Expeditionary Air Force

Expeditionary Air Force

The EAG model is highly successful and the nature of the Force structure endures. Today the 83 EAG has under its command a diverse and compelling mix of capabilities. This enables the RAF to offer the very best support to the Land Forces across the entire spectrum of Air Power roles – Attack, Air Mobility, Control of the Air and Intelligence.

Expeditionary Air Wings

The Expeditionary Air Wing (EAW) concept has its origins in the Second World War when EAWs were established so that the Royal Air Force could project Allied Air Power all around the world. This expeditionary nature of our forces changed during the Cold War era which signalled a move to largely static forces with a home defence posture being adopted by western military forces. However, the end of the Cold War has seen a dramatic shift of focus back to expeditionary operations.

As a result of the need to provide a more agile, adaptable and scaleable RAF to meet the demands of modern expeditionary operations, the EAW concept was re-introduced in April 2006. This renewal of the concept is to enable the RAF to provide a more interoperable, capable and effective projection of modern expeditionary air power. Most future overseas deployments of the RAF will probably be based upon the deployment of an EAW.

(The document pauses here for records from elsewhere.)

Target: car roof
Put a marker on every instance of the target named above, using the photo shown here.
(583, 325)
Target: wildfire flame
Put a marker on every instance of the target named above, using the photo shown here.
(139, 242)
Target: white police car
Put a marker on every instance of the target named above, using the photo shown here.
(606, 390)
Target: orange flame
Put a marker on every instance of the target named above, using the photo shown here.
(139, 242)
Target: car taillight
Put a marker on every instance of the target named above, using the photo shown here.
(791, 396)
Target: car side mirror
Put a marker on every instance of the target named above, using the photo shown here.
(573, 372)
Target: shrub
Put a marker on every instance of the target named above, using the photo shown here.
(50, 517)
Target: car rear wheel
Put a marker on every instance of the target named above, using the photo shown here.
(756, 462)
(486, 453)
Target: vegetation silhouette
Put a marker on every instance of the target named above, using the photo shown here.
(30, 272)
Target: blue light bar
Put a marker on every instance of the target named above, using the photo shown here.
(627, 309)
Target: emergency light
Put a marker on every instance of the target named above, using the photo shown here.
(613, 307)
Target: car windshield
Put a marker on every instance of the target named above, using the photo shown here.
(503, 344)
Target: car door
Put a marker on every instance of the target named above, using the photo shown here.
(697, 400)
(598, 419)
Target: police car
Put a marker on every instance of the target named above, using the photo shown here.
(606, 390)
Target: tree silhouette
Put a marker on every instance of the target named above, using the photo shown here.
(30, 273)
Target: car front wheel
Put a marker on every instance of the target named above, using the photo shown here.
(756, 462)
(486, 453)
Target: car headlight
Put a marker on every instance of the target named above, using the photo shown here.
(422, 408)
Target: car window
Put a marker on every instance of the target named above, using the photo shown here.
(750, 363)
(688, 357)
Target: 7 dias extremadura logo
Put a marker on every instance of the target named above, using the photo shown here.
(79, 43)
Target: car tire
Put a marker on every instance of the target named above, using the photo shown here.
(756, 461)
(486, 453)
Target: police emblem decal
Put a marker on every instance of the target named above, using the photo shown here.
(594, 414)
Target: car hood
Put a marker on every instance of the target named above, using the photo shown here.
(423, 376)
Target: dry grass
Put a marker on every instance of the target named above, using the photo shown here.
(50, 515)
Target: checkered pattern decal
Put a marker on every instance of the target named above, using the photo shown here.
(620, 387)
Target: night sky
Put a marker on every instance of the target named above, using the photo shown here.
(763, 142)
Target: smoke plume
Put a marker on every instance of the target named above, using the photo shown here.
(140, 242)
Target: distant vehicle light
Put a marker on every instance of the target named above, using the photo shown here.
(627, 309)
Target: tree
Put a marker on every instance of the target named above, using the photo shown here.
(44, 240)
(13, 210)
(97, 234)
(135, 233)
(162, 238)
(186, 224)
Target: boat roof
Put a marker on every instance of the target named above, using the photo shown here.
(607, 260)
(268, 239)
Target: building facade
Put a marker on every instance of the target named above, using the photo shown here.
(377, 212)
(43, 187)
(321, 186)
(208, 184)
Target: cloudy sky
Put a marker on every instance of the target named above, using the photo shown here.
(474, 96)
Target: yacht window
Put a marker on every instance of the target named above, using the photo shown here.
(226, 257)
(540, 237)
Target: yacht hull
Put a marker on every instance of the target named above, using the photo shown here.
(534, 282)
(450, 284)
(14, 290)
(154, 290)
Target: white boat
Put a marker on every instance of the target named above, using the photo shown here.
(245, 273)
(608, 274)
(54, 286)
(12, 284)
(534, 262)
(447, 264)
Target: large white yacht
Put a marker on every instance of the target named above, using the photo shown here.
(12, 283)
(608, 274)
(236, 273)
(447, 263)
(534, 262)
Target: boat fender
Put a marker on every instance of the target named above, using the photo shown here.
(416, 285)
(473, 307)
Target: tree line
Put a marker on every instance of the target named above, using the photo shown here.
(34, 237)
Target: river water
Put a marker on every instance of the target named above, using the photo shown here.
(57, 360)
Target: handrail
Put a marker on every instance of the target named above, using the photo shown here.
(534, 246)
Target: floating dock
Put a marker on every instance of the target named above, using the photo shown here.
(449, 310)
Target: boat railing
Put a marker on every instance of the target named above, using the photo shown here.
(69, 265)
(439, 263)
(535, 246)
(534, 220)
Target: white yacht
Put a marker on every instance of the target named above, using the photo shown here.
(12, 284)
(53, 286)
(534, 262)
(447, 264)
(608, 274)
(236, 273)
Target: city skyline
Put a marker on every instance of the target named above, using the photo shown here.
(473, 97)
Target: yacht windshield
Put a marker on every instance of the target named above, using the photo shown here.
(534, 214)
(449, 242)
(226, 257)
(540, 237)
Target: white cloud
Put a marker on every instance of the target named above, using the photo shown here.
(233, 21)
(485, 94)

Four principal benefits are hoped to derive from the EAW concept. These are: delivery of a more focussed operational effect from the outset of any deployment; a more cohesively trained body of manpower; a broader understanding of air power capability; and a more inclusive formation identity at home and on deployed ops.

This roughly translates as: deploying as a more capable and efficient team to provide effective support to the squadrons from day one of any deployment; training EAW personnel from across the stn to work together as that more capable and efficient team; helping our personnel, our sister services and our coalition partners understand what the RAF can achieve on operations and how we do it; and giving personnel a unit identity to unite under and feel a part of – improving ethos and esprit de corps.

The aim of EAWs is to re-brigade our forces to generate a readily identifiable structure that is better able to deploy discrete units of agile, scalable, interoperable and capable air power. An EAW should be the structure that provides agile, scalable, interoperable air power that can be readily identified as a deployable force.

The objectives of re-brigading our forces into EAWs are fourfold:

  • To achieve greater operational synergy, delivering focused operational effects from the outset of a deployment.
  • To generate a more cohesive trained audience.
  • To engender more widely a greater understanding of the capability of air power.
  • To achieve a more inclusive formation identity.